La balle est dans le camp des élus

« Nos propositions font consensus à l’Assemblée citoyenne du futur, et doivent s’imposer à la gestion de la Ville ! » clame la jeune rapporteuse, Sarah, à la tribune, déclenchant des applaudissements unanimes. Mais les espoirs des citoyens sont plus nuancés concernant la traduction de leurs propositions en actions politiques concrètes.

« Je ne suis pas trop confiant sur ce qu’ils vont faire », lâche Maxime, benjamin de l’assemblée, qui passe bientôt son bac. « Il ne faut pas décevoir Maxime ! Sinon il ne faudra pas s’étonner de l’abstention des jeunes », lance une dame, qui semble plutôt faire partie des doyens, aux élus présents lors de cette restitution.

Parmi eux, Joël Canicave, président de la majorité municipale et adjoint au maire en charge des finances. « Nous allons engager des dossiers dès septembre sur chaque thématique, promet-il. Il y aura des traductions dans des délibérations au conseil municipal ». Il tempère toutefois les attentes en évoquant « la temporalité » politique comme administrative.
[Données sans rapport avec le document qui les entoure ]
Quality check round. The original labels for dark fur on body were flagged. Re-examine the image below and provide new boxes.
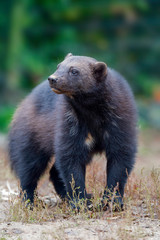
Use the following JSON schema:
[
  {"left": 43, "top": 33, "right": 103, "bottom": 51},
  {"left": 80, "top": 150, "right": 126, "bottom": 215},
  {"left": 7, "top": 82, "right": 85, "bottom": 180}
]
[{"left": 9, "top": 55, "right": 137, "bottom": 205}]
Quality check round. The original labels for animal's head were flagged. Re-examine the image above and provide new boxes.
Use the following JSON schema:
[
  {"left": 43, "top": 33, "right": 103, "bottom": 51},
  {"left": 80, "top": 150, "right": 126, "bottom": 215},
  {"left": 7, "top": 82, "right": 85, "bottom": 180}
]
[{"left": 48, "top": 53, "right": 107, "bottom": 96}]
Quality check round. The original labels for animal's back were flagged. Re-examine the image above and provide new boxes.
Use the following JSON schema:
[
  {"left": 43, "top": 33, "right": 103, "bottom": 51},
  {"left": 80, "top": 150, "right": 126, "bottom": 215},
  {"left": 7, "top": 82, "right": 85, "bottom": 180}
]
[{"left": 9, "top": 80, "right": 59, "bottom": 170}]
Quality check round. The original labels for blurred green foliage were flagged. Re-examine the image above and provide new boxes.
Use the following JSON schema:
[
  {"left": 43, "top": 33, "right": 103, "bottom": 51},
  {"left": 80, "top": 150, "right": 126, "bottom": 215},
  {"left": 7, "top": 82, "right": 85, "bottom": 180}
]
[{"left": 0, "top": 0, "right": 160, "bottom": 132}]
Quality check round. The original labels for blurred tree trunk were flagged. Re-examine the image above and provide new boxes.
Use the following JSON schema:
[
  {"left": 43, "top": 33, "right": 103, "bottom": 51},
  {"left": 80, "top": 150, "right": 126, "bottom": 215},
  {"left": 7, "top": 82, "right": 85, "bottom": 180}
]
[{"left": 7, "top": 1, "right": 25, "bottom": 89}]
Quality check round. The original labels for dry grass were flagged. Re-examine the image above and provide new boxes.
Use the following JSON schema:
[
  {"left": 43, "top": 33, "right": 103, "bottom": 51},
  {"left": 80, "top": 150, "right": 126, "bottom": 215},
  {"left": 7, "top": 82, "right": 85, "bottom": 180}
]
[{"left": 0, "top": 132, "right": 160, "bottom": 239}]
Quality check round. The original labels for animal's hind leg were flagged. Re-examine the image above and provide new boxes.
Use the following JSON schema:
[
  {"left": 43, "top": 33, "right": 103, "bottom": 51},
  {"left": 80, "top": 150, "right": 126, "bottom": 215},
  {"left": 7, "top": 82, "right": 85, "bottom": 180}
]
[
  {"left": 50, "top": 164, "right": 67, "bottom": 199},
  {"left": 16, "top": 147, "right": 50, "bottom": 203}
]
Les citoyens sont bien décidés à maintenir la pression sur les élus. « Nous avons déjà créé une association avec une trentaine de membres de l’assemblée », confie Chokri. « Elle jouera le rôle de vigie pour suivre l’application des mesures et maintenir la dynamique ». Notamment avec les prochaines assemblées citoyennes du futur, qui doivent se renouveler chaque année.